The bill found broad support in both parties in the House of Representatives following the shooting deaths of seven Alabama law enforcement officers over the past 13 months.
“This is quite frankly in response to the terror and assaults being carried out on police officers every day," said Republican Rep. Rex Reynolds, a former police chief who is the sponsor of the bill.
In 2106, Louisiana became the first state to pass what it called a “blue lives matter" law that added police officers to the hate crime statute. Texas, Kentucky and other states have followed with their own laws.
Alabama currently makes it a capital offense, punishable by death, to kill a police officer. But proponents of the bill said it could provide stiffer penalties for people who attack police officers in targeted assaults.
However, some Democrats , while supporting the bill, expressed concern it could be used to heighten penalties against people for disobeying police. Reynolds said he envisioned it would be used sparingly in instances where police are specifically targeted.
Others argued that lawmakers should also be willing to address gun control. At least five of the slain officers were killed with stolen guns.

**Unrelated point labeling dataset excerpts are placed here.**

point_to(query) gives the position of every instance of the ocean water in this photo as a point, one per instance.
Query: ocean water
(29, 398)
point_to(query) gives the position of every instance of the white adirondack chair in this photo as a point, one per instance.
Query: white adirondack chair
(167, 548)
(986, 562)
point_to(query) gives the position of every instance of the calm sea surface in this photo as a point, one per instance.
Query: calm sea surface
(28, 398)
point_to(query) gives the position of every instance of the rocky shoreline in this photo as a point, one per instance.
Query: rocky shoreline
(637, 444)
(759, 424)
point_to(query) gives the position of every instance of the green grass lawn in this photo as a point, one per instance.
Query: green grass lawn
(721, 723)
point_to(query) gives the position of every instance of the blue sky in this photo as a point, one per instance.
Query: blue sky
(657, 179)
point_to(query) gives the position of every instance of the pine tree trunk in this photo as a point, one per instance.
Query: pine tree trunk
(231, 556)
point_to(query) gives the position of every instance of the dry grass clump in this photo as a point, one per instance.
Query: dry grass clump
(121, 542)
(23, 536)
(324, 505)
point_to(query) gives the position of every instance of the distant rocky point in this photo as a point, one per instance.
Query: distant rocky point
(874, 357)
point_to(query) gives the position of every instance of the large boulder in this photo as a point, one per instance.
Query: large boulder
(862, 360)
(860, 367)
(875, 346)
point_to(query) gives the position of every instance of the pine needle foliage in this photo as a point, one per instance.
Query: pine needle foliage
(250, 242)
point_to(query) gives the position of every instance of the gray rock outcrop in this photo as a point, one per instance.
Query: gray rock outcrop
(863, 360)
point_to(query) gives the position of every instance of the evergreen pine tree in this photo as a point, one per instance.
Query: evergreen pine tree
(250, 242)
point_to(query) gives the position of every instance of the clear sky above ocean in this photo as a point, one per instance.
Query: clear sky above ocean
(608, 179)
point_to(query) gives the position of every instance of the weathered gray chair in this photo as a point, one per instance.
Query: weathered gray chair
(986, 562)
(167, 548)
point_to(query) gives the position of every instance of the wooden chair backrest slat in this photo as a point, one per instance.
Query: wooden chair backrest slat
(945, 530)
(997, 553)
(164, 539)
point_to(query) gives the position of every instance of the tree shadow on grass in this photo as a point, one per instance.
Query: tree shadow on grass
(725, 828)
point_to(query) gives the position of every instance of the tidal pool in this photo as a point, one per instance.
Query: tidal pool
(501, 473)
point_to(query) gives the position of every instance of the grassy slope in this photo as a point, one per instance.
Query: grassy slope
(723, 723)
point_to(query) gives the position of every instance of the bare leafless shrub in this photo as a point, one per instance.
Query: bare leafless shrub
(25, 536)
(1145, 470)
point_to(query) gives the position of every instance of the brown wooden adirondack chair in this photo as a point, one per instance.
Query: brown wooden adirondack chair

“Why don't we do something about the guns on the street?" said Rep. John Rogers, a Democrat from Birmingham.
Democratic Rep. Neil Rafferty said hate crime statutes have traditionally been used for protections for individuals targeted for innate characteristics and for victims where crimes have been under-prosecuted.
Rafferty cited the examples of James Byrd, an African-American man who was killed in 1998 after being dragged behind a truck by white supremacists in Texas, and Mathew Shepard, a gay Wyoming student who died after being beaten, tied to a fence and left for dead in 1998.
The bill now moves to the Alabama Senate. However, the Senate Judiciary Committee this week delayed a vote on similar legislation. The committee last year approved the bill but added an amendment to include sexual orientation. The legislation did not pass.